Eigen is a C++ template library [WWW] for linear algebra. You can write expressions involving matrices and vectors as in Matlab [WWW]. No more need to create your own home-made code for matrix addition, multiplication, linear equation solving etc.
There are multiple libraries out on the web doing matrix operations and around. The well known are in OpenCV [WWW], Armadillo [WWW] and Eigen of our choice. A nice comparative study is given in [WWW], showing relative performances on different matrix sizes and operations (add, multiply, transpose, inverse and SVD). In this blog post we will stick with Eigen.
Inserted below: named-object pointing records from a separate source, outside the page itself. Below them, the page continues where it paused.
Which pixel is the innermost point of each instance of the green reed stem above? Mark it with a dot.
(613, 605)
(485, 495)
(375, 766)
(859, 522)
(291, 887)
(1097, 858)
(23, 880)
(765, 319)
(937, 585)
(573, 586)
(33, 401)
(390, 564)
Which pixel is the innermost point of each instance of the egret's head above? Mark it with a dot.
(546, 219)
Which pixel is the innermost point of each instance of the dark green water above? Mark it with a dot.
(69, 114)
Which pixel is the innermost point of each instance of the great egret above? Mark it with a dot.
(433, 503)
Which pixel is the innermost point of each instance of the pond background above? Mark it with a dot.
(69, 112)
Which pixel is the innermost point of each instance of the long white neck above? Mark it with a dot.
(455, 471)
All is great once you have your data inside the Eigen data structures. You can multiply them, add, use in solvers, invert, work on rows, columns, blocks etc etc etc. In practice, two questions inevitably arises:
- I have an array of doubles. How to put it into the Eigen matrix?
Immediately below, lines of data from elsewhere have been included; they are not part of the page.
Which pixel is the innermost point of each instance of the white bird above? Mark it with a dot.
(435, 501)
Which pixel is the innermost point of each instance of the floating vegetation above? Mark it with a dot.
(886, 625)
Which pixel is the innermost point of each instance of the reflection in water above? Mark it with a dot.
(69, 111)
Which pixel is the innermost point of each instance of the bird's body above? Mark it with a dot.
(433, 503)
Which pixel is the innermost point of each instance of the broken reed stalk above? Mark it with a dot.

- I have an Eigen matrix. How to get the values out into a plain array without loops?
The good news that you don’t need to do loopy code to get your data out from the Eigen objects. You can map the existing memory occupied by a double array to an Eigen object and vice versa! Great, eh? How it works? How to do this? Gimme some code!
Suppose you have an array with double values of size nRows x nCols.
double *X; // non-NULL pointer to some data
You can create an nRows x nCols size double matrix using the Map functionality like this:
MatrixXd eigenX = Map<MatrixXd>( X, nRows, nCols );
The Map operation maps the existing memory region into the Eigen’s data structures. A single line like this allows to avoid to write ugly code of matrix creation, for loop with copying each element in good order etc.
Now what if you have got an Eigen matrix with some result and you want to get out a plain double array? Guess what, you can use the Map once again!
MatrixXd resultEigen; // Eigen matrix with some result (non NULL!)
double *resultC; // NULL pointer
Map<MatrixXd>( resultC, resultEigen.rows(), resultEigen.cols() ) = resultEigen;
After the Map operation, the resultC pointer will now point to a beginning of a memory region with your computation result. Just make sure you pass by also the size information of the array. By default the layout is column-major, that is the elements are wrote out column by column from the Eigen matrix.
That’s all folks! Don’t forget to look and even print out the great tutorial [WWW]. It shows many typical use cases on small examples.
Matlab users: print out and check out the correspondence between Matlab code and Eigen code [HERE].